O que me motivou também para tentar ser diferente dos outros foi, como disse, querer ser um pequeno deus para as minhas obras. Nelas, as coisas tornam-se fáceis para mim, porque ninguém virá ao meu mundo para criticar que este braço aqui nesta pintura é maior que este outro braço, ou que este dedo é mais espesso que este dedo aqui. Porque estes dedos seguram, por isso têm espessura! Quando pinto cada elemento, quero transmitir uma mensagem, expressar uma causa, dizer uma coisa. Queria ter um discurso diferente segundo o meu pensamento e diferente dos outros, criar no mundo um universo inteiro. E não entrar na linha, copiar ou reforçar o outro que já fez o mesmo trabalho. Tento fazer um novo discurso, trazer novos elementos, uma nova estética, um novo pensamento. Tento trazer sempre comigo a pergunta: "Porque é que fizeste isto? Porque é que isto está aqui?" É ali que começa um discurso de arte contemporânea, uma reflexão.
Cristiano Mangovo no seu estúdio em Luanda.
LV: Pensas-te herdeiro de alguma corrente artística, ou inserido nalgum estilo particular? Expressionismo, surrealismo... Ou isso são linguagens de que te vais apropriando consoante esse tal discurso que queres transmitir?

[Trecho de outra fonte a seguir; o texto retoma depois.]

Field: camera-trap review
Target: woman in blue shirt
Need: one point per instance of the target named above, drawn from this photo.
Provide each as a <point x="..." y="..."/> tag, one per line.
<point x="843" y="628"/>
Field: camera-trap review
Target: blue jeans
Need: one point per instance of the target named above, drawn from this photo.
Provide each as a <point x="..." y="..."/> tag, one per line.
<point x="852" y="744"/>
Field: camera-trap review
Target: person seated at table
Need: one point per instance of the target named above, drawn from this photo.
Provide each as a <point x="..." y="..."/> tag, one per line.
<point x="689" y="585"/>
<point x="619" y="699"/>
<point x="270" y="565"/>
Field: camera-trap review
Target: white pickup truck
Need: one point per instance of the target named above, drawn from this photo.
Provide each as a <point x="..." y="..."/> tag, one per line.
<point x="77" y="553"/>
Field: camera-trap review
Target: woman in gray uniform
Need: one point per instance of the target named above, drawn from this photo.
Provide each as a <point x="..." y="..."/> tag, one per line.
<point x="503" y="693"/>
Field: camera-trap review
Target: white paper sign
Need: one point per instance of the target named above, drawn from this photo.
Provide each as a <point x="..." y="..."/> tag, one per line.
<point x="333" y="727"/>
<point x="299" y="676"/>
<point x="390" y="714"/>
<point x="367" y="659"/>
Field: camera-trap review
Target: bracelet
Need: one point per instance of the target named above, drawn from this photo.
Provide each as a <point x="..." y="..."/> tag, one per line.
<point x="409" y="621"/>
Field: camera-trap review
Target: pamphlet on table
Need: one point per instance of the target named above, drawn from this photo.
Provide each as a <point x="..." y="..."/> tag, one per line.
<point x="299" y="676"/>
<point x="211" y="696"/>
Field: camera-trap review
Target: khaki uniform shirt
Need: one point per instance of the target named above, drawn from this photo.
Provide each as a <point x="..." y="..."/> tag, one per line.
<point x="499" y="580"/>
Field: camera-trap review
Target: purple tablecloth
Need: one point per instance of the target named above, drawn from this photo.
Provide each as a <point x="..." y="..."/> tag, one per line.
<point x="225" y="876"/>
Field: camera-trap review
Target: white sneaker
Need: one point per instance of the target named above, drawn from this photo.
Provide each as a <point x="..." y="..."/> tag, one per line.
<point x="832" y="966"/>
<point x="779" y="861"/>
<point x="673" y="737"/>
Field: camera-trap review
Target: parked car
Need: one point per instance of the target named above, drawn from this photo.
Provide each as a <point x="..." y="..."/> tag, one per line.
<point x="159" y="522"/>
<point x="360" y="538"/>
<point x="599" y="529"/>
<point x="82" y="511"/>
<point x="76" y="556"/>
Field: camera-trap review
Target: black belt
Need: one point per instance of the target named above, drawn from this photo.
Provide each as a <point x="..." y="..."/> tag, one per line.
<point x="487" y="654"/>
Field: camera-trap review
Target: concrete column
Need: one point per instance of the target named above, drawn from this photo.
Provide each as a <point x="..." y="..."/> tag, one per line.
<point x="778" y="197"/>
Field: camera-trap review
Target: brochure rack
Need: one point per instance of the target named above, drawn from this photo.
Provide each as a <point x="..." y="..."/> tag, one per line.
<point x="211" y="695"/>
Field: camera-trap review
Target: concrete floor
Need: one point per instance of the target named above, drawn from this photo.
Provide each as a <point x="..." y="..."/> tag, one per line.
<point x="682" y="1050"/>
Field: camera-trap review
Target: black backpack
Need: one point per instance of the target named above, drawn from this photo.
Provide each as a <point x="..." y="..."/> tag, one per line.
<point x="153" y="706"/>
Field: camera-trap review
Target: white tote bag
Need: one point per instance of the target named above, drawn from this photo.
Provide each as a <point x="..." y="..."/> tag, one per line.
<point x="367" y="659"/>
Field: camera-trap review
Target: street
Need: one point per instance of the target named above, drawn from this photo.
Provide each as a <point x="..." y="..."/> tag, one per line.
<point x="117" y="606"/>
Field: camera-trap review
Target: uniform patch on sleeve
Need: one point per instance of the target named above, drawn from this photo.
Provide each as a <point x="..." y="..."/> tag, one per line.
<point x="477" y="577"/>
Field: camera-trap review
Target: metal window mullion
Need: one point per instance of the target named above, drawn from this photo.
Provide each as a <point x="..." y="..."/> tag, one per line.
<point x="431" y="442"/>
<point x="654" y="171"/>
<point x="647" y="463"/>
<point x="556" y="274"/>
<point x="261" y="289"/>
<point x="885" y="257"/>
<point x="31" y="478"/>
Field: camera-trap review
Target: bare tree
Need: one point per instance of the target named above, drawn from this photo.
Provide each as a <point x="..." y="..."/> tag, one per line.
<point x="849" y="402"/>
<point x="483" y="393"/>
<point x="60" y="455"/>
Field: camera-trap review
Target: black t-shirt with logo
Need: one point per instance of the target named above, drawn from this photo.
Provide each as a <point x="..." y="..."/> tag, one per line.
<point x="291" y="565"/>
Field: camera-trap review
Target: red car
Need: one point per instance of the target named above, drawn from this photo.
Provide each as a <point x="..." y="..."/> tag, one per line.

CM: As minhas pinturas são provavelmente uma mistura de surrealismo e expressionismo, sim. Eu pinto a partir do que serão as “verdades” da minha reflexão. Deixo-me levar quando a inspiração flui. Se é um novo discurso eu não sei, só sigo a inspiração. Talvez um historiador de arte possa dizer alguma coisa, ele tem um papel na critica sobre o trabalho do artista. Mas eu quero sentir-me livre na minha imaginação, criando o enquadramento que vai permitir que os elementos que eu uso sejam verdadeiros em relação a mim próprio e também ao meu pensamento. Depois, acho também que o que eu pinto em forma de personagens me reflectem de certa maneira. Fiz muito esforço para chegar onde estou hoje. Passei de Cabinda para o Congo, do Congo para Cabinda, de Cabinda para Luanda, de Luanda para Portugal, e foram passos com amor, dedicação, esforço. Cheguei a vender roupas no mercado com a minha tia. Estava quase a vender água na rua quando disse para mim "eu sou artista!". Tive que parar com aquela vida porque já não conseguia viver naquelas condições de estar aí a vender todos os dias. Mas vendi, passei por ali. O dinheiro que ganhava quando vendia em praças informais poupava para comprar material para começar a pintar. Por isso digo que construí um percurso com muita dedicação, energia e esforço, e percebi que a minha vida não foi tão cor de rosa assim, percebi que quando há dificuldades basta desistir um pouco para perder tudo, mas quem não desiste consegue ganhar o mundo. Tem é que se organizar, trabalhar, confiar, ser optimista, acreditar em tudo. Sei que não sou o único a passar por isto, porque nós todos passamos por algo parecido, pois em cada dia que vivemos temos a esperança que o amanhã será melhor. Todos nós com esforço chegamos a um patamar melhor, onde conseguimos dar apoio aos outros. É preciso esforço e amor e não ser egoísta, pensar em dar alegria aos outros.